This the second largest city in the country is situated on a splendid harbour and hemmed in by steep hills, creating a compact inner city centre with a mix of historic and modern buildings. Apart from its importance as the capital, it is the main departure point for the South Island.
The waterfront district, once a bustling port, has been rejuvenated, and become somewhere to absorb culture in art galleries and museums, and to dine, or party into the night. One of the waterfront’s proudest landmarks is Te Papa, the national museum, which dominates the skyline.
The city has experienced an upsurge in popularity and part of this recent upsurge in popularity is down to film director Peter Jackson, who shot both his Tolkien film trilogies here, turning the suburb of Miramar into a movie-making hub nicknamed ‘Wellywood’, and sparking a range of movie-themed city tours
Wellington is compact and it doesn’t take much effort to leave the city behind and visit some scenic countryside.
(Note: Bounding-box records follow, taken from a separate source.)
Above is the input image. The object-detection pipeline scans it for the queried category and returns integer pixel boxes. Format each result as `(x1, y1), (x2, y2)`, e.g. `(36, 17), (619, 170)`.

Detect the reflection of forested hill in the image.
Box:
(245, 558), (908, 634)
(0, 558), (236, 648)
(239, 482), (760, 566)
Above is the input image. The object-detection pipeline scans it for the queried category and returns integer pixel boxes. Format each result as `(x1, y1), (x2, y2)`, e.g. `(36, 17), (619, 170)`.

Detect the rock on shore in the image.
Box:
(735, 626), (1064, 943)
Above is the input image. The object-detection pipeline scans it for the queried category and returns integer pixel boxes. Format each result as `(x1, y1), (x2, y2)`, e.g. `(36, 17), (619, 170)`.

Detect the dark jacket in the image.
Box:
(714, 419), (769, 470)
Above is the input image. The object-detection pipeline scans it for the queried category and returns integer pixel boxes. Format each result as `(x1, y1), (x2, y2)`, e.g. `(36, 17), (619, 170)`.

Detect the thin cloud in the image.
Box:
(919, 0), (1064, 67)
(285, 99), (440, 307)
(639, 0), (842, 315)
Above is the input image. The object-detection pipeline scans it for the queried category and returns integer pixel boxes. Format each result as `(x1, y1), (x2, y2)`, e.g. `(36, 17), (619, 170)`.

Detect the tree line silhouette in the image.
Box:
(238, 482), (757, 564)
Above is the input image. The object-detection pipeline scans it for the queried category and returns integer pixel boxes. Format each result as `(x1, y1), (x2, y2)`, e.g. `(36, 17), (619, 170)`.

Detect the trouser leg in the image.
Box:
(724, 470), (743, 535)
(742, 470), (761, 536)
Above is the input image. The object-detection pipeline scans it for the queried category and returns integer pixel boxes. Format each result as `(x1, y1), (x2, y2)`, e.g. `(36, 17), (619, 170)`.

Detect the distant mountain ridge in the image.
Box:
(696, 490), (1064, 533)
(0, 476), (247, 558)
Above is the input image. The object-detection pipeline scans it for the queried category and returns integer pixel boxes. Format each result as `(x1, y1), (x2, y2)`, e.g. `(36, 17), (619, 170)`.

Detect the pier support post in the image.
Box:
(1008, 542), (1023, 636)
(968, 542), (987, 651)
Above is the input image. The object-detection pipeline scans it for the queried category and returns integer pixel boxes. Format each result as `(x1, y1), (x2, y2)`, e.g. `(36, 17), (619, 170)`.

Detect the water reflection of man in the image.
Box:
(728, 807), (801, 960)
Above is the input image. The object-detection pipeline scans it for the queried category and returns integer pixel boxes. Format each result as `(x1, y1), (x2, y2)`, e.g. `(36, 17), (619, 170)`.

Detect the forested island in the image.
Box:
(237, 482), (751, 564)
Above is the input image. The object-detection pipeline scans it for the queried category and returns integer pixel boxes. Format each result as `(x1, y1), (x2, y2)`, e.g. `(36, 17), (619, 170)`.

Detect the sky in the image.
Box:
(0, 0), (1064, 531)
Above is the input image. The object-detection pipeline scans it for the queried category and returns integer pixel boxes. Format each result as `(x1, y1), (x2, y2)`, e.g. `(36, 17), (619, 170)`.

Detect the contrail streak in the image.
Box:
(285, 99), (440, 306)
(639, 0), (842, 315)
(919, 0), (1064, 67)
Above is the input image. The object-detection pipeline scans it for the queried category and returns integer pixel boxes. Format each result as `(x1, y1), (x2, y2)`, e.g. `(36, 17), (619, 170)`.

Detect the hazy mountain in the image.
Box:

You can hike through peaceful native bush, explore the rocky South Coast, or visit one of several nearby regional parks.
As with the rest of New Zealand, there is plenty for the thrill seekers in Wellington too; kayaking on the harbour, quad biking, scuba diving or mountain biking.
Wellington offers a thriving nightlife, dinning and café culture. The city has more cafes per capita than New York City and the restaurants offer cuisine from Europe, Asia and Polynesia.